The missing documentation for django.utils.datastructures

By : Thejaswi Puthraya

Note

django.utils.datastructures is intentionally not documented by the django core devs because it is an internal API and is liable to change without any notice. This file is not governed by django's lenient backwards-compatible policy. You have been sufficiently warned!

With the note out of the way, let's look at the interesting datastructures in this file. You may ask why we should learn about those when we shouldn't be using them? Reading code is the best way of learning and this file has some beautiful code.
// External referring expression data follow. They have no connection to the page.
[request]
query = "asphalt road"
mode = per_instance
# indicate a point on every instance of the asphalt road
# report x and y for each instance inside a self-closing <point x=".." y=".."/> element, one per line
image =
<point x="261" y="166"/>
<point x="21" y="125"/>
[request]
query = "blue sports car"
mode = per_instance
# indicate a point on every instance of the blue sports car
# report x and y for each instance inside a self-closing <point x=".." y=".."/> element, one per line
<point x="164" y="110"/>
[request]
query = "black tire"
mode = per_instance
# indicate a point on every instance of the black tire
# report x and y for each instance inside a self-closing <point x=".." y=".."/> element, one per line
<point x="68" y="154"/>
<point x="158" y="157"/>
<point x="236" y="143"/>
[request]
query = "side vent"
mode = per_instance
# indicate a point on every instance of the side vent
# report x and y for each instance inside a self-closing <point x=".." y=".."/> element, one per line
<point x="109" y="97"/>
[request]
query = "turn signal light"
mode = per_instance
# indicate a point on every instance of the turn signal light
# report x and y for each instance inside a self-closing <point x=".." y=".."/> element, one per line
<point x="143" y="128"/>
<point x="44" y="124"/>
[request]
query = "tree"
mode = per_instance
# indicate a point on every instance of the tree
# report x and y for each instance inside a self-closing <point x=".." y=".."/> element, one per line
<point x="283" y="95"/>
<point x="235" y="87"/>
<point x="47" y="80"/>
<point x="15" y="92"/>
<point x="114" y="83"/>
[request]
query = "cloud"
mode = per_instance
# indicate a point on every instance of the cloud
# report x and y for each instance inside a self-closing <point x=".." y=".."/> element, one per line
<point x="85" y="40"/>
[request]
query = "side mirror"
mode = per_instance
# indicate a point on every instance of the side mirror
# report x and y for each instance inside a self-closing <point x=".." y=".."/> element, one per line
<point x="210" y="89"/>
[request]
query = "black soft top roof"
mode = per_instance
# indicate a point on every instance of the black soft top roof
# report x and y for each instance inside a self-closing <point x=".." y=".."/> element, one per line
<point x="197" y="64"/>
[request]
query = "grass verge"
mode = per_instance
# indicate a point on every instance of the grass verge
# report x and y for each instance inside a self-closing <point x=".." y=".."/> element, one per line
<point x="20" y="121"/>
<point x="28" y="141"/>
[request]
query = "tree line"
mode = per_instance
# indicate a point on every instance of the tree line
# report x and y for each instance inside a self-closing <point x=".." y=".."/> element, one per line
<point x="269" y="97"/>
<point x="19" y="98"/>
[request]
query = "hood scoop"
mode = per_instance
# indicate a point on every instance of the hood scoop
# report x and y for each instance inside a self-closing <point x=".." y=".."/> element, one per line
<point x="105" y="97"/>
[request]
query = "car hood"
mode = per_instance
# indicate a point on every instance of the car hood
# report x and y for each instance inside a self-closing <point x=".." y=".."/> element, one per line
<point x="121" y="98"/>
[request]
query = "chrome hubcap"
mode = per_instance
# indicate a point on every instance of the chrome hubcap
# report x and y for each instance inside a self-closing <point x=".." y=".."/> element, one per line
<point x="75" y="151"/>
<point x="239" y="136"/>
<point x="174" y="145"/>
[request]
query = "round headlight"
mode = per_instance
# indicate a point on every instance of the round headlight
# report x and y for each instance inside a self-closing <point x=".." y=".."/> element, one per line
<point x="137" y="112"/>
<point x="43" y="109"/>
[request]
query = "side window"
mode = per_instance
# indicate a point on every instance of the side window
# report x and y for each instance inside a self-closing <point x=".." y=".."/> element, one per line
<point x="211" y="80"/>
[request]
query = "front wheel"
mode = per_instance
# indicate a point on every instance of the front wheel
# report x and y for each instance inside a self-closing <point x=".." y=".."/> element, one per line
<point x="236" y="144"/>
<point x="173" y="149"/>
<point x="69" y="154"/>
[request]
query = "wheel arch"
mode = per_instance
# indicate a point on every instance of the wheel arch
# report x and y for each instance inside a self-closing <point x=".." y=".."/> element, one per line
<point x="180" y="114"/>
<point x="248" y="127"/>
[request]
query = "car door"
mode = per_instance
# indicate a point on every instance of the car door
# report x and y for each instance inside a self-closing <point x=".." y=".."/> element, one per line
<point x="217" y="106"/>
MergeDict is the first of the datastructures in the file. It provides a dictionary like interface but can look up from multiple dictionaries provided during the initialization.

Here's an example:

>>> md = MergeDict({"foo": "bar", "moo": "cow"}, {"abc": "def"})
>>> md["foo"]
'bar'
>>> md["abc"]
'def'
>>> md.get("abc")
'def'
>>> md["xyz"]
KeyError:
>>> md.items()
[('foo', 'bar'), ('moo', 'cow'), ('abc', 'def')]
>>> md.keys()
['foo', 'moo', 'abc']
>>> md.values()
['bar', 'cow', 'def']

The MergeDict is used within django in attaching values with a form widget and in request.REQUEST.

The built-in dictionary does not maintain the order of the items but the SortedDict is a subclass of the built-in dictionary that maintains the keys in exactly the same order they were inserted.

Here's an example:

>>> dd = {"foo": "bar", "moo": "cow", "abc": "def"}
{"abc": "def", "foo": "bar", "moo": "cow"}
>>> sd = SortedDict((("foo", "bar"), ("moo", "cow"), ("abc", "def")))
{"foo": "bar", "moo": "cow", "abc": "def"}
>>> dd["xyz"] = "pqr"
>>> dd
{'abc': 'def', 'foo': 'bar', 'moo': 'cow', 'xyz': 'pqr'}
>>> dd["lmn"] = "ghi"
>>> dd
{'abc': 'def', 'foo': 'bar', 'lmn': 'ghi', 'moo': 'cow', 'xyz': 'pqr'}
>>> sd["xyz"] = "pqr"
>>> sd
{'foo': 'bar', 'moo': 'cow', 'abc': 'def', 'xyz': 'pqr'}
>>> sd["lmn"] = "ghi"
{'foo': 'bar', 'moo': 'cow', 'abc': 'def', 'xyz': 'pqr', 'lmn': 'ghi'}

The SortedDict is fairly widely used inside of django generally to build a hierarchy (like models and it's parents), maintaining the order of the form fields while iterating etc.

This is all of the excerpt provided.